Dr. Nader Pouratian knows a lot about brains, with or without holes in them.

He’s chief of functional neurosurgery at the David Geffen School of Medicine at the University of California Los Angeles (UCLA).

“Normally, there are three main things in the head: the brain, blood, and spinal fluid,” Pouratian told ishonest. “During brain surgery, some spinal fluid rolls out.”

An air pocket will occupy what used to be brain space.

“There is a decreasement of blood and spinal fluid, and they are taking up space in the skull,” Pouratian explained.

He added that such a result is more likely following a head injury. The increased amount of blood takes up space.

As a result, “It pushes the frontal lobe back,” Pouratian said.

The skull is a closed system, he explained, but air does get in.

Through surgery is one way. Another is through small, damaged areas in the skull.

Between the nasal cavity and the brain, the bone is thin, he explained, making it easier for some fluid to run amok.

“The usual treatment is to get rid of the air and then seal the defect in the skull,” Pouratian said.

It’s something like a bicycle with a flat tire, only instead of pumping air into the tire, in the brain you pump it out. In both cases you end by patching the hole.

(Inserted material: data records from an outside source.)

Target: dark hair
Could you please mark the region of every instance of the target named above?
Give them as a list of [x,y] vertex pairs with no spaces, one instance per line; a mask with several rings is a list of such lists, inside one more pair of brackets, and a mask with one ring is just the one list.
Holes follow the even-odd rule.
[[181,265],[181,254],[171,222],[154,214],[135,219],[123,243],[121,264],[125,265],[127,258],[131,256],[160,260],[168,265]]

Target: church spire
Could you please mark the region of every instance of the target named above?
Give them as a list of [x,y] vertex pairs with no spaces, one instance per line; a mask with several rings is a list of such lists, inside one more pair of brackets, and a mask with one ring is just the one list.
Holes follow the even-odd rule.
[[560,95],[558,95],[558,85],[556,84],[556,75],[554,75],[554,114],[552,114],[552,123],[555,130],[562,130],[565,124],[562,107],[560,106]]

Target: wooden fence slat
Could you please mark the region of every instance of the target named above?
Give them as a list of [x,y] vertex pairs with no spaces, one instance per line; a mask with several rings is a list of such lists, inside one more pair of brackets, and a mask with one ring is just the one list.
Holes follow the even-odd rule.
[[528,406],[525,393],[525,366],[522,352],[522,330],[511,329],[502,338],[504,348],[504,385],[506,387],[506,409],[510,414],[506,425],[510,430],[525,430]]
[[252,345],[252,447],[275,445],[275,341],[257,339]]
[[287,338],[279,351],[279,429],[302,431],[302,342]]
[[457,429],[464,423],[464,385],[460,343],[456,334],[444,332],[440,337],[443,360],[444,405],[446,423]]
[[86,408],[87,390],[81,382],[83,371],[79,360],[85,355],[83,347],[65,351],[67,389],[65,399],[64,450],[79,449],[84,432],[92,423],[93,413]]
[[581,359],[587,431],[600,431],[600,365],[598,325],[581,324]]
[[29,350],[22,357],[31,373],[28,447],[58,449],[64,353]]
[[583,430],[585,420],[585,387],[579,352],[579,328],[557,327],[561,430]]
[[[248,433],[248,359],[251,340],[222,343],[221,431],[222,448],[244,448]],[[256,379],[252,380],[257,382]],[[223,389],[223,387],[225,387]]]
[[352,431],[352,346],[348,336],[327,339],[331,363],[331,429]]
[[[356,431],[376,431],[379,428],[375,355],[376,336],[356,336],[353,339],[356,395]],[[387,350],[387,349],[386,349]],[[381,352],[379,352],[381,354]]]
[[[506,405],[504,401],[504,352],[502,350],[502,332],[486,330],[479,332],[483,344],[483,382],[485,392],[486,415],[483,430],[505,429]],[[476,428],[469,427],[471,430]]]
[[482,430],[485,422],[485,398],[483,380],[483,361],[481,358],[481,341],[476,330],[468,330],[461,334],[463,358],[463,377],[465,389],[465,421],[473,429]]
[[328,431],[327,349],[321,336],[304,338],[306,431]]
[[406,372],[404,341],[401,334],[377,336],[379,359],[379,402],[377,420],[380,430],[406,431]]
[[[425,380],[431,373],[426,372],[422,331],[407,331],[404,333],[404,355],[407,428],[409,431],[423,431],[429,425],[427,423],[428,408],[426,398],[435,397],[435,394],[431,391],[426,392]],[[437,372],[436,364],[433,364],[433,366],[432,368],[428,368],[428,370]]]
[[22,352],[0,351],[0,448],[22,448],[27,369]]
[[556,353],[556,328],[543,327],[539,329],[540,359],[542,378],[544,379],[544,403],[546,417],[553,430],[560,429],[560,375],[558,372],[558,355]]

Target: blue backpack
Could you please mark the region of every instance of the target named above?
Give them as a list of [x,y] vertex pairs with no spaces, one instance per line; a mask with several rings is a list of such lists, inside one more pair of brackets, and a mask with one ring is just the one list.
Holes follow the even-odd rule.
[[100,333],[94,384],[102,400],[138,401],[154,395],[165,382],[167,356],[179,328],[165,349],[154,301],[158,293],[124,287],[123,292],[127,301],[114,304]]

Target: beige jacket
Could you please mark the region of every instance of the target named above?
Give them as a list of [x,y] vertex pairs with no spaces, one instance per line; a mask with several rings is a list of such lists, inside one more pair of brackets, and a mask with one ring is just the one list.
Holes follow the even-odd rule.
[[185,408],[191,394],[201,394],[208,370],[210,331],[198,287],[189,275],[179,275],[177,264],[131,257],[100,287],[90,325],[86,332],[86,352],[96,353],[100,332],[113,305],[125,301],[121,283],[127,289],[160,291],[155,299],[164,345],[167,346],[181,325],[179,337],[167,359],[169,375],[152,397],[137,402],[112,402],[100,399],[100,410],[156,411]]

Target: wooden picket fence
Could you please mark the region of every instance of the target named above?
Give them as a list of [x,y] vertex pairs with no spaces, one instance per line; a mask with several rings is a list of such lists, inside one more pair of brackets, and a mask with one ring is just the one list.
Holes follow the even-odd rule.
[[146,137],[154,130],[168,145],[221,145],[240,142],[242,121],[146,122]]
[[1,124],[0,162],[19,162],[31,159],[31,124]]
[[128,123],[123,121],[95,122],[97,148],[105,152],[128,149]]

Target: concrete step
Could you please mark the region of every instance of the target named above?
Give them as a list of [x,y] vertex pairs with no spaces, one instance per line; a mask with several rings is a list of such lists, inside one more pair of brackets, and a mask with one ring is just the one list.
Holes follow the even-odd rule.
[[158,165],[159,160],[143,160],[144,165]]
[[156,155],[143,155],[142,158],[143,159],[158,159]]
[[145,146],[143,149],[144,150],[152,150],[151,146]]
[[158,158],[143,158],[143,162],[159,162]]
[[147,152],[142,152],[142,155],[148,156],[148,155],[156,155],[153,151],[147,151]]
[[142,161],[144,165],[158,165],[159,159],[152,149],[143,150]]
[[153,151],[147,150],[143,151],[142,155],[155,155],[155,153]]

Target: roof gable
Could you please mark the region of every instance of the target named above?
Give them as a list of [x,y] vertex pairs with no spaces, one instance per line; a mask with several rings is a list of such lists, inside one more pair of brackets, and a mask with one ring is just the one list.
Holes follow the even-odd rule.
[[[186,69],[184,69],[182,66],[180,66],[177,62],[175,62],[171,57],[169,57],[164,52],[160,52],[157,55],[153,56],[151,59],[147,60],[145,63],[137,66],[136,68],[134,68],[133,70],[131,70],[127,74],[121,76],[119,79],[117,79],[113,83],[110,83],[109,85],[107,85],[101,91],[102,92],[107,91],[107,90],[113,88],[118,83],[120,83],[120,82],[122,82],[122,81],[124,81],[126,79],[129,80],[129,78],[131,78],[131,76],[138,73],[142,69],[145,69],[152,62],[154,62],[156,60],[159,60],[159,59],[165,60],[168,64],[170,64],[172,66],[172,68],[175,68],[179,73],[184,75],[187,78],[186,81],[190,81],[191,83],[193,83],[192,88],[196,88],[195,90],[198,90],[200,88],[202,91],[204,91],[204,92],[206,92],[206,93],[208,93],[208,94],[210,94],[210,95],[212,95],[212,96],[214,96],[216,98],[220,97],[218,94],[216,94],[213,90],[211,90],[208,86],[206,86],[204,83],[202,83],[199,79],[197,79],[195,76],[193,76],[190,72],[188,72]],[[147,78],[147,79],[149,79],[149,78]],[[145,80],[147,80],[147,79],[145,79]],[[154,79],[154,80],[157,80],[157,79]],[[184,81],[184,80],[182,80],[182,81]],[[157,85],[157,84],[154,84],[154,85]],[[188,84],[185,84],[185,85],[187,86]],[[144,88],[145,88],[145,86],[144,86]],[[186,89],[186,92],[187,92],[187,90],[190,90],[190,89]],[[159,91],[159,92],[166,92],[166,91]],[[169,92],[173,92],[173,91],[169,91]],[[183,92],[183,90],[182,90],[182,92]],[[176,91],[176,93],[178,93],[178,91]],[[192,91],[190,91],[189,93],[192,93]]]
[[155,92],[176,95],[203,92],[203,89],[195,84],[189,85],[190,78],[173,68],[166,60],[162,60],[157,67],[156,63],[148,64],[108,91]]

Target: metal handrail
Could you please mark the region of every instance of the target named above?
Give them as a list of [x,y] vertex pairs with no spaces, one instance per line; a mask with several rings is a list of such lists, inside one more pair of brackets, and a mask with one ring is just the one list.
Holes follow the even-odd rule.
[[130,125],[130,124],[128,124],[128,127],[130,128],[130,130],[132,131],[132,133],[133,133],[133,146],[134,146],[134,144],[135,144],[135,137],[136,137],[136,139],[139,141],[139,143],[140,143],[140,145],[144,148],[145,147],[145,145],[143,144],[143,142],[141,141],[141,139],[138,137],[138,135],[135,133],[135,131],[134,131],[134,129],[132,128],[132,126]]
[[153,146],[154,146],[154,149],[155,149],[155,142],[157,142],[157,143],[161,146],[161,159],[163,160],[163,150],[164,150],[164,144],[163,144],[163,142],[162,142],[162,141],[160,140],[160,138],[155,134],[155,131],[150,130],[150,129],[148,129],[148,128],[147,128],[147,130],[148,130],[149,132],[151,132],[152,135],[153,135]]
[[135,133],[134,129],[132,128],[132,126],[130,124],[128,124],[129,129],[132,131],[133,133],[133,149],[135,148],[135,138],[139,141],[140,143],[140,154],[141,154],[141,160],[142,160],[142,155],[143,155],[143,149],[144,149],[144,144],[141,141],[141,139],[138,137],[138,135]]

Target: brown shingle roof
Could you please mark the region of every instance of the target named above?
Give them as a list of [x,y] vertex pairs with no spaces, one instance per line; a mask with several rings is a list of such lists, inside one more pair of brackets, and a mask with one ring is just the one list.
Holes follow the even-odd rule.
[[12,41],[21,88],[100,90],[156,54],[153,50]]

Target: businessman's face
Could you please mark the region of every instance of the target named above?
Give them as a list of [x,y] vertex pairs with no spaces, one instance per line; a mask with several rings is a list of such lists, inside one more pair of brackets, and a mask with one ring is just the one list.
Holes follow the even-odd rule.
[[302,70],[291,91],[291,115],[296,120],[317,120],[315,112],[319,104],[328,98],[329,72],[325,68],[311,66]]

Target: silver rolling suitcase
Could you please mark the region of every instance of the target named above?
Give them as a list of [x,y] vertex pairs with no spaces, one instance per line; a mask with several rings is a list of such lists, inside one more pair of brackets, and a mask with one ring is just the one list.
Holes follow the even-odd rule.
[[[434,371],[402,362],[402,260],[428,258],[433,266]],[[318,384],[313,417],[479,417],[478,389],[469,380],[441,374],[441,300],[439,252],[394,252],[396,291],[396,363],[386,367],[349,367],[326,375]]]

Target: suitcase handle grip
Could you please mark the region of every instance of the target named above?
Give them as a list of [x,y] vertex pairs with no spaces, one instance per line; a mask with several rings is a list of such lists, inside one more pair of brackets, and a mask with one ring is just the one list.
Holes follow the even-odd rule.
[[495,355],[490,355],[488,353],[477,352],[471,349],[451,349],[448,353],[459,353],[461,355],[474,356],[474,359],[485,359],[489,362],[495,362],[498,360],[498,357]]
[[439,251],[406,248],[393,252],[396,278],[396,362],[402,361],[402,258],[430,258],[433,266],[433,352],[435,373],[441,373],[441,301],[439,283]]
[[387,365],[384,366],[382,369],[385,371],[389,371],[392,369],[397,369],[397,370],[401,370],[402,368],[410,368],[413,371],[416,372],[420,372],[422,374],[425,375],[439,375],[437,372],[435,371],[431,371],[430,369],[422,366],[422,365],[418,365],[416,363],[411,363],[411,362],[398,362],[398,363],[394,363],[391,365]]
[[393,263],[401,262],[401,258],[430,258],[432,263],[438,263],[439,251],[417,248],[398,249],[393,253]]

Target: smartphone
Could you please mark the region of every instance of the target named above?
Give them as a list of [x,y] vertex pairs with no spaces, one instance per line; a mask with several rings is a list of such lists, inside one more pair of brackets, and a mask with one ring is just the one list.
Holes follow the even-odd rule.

And the holes aren’t hard to find, according to Pouratian. Any scan would reveal it.

The symptoms might include personality changes or headaches, depending on what part of the brain is involved.

No follow-up surgery

As for the Irish gentleman with the big hole in his head, he continues to thrive.

According to the BMI report, he first went through a period of observation and rehabilitation.

Following discussion with the neurosurgical team, he was offered surgery, which would have involved a frontal craniotomy and suture repair of the dural defect after evacuation of the pressurized air cavity, as well as excision of the osteoma performed by an ear, nose, and throat specialist.

“The patient made an informed decision not to proceed with surgery given risks and benefits” the report stated.

His inpatient stay was prolonged by a lower respiratory tract infection. The patient was taught about secondary stroke prevention and was advised to return in the event of worsening symptoms.

The left-sided weakness was noted to have resolved on follow-up 12 weeks later and the patient remained well.